Yonatan, my dear nephew, you have served in the IDF with distinction these past two years as a platoon tank commander in Gaza. I want you to know, and I think I speak for so many in this community, how deeply proud, how deeply grateful, and how deeply moved, we are by you. You have been thrust into unimaginable circumstances, you have fought for the Jewish people and the Jewish state, and you and your comrades have prevailed. You stand tall, we have your back, and we couldn’t be prouder. Not only are you alive, which we are all pretty happy about, but your soul is intact – changed by what you’ve lived through, yet unmistakably, beautifully, you.
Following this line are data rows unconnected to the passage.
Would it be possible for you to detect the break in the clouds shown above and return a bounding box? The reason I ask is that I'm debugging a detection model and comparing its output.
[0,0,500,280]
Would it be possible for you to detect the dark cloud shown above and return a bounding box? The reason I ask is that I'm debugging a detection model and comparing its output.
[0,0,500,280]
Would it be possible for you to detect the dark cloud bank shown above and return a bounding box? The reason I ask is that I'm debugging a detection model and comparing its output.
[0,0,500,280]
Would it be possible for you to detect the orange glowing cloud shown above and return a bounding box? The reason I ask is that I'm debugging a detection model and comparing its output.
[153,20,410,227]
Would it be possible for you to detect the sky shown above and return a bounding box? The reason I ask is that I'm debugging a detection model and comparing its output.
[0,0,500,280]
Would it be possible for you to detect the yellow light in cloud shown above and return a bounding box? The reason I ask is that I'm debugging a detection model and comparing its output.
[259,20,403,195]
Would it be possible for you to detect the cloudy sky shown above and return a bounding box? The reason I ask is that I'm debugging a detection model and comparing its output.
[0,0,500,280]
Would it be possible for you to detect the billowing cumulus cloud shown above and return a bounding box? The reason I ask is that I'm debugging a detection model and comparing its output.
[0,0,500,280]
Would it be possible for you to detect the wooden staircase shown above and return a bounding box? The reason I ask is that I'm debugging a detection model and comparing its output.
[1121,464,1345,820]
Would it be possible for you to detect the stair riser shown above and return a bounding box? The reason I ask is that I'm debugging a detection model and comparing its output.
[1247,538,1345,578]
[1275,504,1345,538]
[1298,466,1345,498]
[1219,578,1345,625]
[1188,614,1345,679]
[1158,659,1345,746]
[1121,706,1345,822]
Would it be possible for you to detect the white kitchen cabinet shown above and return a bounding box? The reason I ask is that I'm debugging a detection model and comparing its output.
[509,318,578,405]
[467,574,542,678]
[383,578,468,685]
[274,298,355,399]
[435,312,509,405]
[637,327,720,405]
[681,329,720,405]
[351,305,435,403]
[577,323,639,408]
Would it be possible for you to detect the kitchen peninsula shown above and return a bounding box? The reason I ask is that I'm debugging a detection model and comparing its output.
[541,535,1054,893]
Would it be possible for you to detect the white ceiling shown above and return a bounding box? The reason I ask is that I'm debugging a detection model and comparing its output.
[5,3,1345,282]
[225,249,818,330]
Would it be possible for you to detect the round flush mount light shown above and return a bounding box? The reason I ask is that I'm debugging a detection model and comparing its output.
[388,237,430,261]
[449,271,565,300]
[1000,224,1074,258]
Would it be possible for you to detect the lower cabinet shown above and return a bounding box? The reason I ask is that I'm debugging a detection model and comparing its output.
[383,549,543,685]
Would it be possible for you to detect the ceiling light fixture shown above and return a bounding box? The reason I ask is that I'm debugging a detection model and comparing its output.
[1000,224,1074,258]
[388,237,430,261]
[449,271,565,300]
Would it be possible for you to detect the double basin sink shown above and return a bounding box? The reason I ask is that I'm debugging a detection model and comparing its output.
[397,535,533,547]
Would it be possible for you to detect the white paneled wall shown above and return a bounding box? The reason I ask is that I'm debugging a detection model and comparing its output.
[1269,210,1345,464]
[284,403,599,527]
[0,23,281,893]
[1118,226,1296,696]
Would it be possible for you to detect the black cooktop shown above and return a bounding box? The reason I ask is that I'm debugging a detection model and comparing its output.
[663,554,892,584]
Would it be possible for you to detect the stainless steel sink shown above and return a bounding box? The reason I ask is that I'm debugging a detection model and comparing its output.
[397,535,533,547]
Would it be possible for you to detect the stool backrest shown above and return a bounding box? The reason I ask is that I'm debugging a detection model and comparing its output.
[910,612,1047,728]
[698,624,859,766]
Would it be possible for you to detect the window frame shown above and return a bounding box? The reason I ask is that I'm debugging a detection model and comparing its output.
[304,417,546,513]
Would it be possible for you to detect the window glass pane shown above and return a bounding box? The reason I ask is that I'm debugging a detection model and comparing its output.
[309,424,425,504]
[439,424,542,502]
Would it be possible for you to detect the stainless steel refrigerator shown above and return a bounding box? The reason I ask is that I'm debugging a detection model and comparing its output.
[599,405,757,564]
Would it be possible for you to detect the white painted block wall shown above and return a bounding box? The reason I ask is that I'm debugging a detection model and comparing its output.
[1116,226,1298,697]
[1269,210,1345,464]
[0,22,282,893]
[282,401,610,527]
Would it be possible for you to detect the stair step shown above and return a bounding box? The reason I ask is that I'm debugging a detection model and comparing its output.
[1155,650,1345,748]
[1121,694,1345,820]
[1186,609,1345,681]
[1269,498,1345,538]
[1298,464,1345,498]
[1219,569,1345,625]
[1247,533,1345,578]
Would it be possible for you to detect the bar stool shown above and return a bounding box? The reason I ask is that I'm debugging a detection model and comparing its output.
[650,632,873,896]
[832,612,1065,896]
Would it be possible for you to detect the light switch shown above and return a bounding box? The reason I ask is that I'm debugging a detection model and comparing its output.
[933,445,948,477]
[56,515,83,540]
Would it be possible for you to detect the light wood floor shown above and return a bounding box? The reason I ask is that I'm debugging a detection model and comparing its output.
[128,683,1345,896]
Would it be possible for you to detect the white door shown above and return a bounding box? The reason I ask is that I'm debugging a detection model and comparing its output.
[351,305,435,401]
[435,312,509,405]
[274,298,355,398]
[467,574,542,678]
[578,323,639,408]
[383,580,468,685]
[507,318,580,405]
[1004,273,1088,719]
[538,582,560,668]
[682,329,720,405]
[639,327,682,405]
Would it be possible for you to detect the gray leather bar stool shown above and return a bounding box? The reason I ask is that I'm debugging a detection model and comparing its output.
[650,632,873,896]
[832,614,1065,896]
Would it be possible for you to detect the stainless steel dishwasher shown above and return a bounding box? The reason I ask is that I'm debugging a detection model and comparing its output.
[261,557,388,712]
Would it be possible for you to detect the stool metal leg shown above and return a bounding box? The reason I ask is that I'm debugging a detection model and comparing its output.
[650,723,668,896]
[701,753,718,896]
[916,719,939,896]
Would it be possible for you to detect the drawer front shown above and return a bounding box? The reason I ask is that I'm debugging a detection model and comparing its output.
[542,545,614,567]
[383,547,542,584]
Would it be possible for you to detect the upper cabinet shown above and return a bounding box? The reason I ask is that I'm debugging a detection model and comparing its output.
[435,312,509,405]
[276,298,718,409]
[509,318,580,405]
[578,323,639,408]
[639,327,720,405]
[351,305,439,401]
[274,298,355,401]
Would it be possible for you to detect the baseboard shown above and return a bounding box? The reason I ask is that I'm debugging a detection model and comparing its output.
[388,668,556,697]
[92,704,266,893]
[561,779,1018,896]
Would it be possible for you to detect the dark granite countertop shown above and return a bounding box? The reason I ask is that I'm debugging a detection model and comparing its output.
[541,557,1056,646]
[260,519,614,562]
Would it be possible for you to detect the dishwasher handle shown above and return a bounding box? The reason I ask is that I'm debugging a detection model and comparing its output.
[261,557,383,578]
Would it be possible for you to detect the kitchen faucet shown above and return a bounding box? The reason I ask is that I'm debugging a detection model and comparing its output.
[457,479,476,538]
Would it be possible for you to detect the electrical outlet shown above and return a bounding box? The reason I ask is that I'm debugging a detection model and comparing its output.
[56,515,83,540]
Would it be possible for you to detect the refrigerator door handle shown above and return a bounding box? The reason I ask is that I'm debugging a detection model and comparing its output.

So, as you travel the world in a well-earned, globe-trotting post-army backpacking trip, as the haters will surely hate, carry with you the confidence that your moral core is solid, and that your family, both biological and global Jewish, loves you.

This is, as our Torah reading teaches, what it means to be Israel. To wrestle and to prevail. Yonatan, that is what you have done. You have lived up to the highest calling of our people’s name. And may we, the children of Israel, rise to the calling of ours.